Our young Intellectuals - formally trained or self-taught - must see themselves as connected to the Black Liberation Movement. Their scholarly talents and discipline must include serious efforts to rescue, defend and empower our people. When you view presentations/debates on YouTube, pore through thick books, and take methodical notes, do so with every intention of ending the suffering and mistreatment of your people and helping them protect and advance themselves.

I can think of one way to start becoming more action-oriented. Expand your reading to include writers of the 20th century who explain how we are oppressed and how to get free! Add the works of DuBois, Cyril Briggs, Marcus Garvey, Elijah Muhammad, brother Malcolm, James Baldwin, Frantz Fanon, Paolo Friere, Kwame Nkrumah, Kwame Ture, George Jackson, bell hooks, Ella Baker, Dr. King, Amos Wilson, and other brilliant Black intellectuals-activists to your personal library.

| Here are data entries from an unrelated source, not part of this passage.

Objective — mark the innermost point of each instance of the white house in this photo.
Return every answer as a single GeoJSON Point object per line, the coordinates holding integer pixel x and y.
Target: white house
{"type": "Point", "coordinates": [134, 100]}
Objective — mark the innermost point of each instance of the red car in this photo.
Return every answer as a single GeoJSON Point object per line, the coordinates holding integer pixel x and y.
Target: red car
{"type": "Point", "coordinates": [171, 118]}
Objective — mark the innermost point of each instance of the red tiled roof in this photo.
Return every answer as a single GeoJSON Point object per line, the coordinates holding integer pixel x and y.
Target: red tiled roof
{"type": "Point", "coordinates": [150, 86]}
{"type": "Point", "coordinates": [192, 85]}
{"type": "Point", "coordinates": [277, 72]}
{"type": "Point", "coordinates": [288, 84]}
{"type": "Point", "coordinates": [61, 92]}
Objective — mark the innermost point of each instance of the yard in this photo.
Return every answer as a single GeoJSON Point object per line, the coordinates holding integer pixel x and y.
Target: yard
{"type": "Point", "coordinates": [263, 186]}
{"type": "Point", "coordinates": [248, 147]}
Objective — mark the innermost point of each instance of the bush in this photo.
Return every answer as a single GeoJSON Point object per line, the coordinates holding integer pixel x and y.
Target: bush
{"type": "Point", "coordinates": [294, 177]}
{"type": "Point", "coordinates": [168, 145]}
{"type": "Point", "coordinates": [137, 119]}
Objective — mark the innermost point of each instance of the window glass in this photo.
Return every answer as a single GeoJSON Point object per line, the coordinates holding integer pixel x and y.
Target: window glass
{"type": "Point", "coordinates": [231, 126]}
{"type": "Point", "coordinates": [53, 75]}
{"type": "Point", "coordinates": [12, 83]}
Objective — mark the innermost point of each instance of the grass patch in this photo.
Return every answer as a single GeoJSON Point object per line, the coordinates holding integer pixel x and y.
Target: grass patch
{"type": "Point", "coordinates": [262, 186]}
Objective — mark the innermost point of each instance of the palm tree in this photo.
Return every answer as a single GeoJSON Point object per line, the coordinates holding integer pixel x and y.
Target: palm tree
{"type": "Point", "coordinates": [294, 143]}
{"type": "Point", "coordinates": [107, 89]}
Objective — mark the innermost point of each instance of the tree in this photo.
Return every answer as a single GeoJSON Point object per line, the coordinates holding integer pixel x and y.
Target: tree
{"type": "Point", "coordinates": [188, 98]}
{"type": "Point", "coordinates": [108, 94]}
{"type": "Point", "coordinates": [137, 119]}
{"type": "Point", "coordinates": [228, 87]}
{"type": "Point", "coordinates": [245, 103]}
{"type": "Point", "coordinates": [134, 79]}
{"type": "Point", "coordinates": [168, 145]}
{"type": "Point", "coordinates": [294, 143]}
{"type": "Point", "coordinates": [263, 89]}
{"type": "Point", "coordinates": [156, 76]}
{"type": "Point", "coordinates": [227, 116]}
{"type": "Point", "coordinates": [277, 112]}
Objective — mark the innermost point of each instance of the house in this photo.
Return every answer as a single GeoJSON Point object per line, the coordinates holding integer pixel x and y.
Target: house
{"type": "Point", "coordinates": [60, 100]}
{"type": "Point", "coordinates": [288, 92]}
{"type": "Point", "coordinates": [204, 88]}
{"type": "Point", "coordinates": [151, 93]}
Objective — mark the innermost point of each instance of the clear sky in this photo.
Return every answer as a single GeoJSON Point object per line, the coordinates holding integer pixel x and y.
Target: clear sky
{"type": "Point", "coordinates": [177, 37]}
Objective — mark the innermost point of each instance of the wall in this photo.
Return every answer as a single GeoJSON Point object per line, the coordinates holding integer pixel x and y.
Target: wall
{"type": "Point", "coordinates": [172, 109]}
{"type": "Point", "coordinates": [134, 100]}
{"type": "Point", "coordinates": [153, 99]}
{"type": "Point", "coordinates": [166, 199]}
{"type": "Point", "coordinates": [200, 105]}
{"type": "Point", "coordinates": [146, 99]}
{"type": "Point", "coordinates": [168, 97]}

Don't focus so much on debating and challenging others, but on teaching important lessons from the past that inform us today; Help us identify and eliminate our self-defeating behavior; Study, modify and create blueprints, theories and institutions for our unification and liberation. Find ways to be useful and relevant; Create institutions that outlive you; In short, get your heads out of the African sands and help to organize and rebuild the cities we occupy today!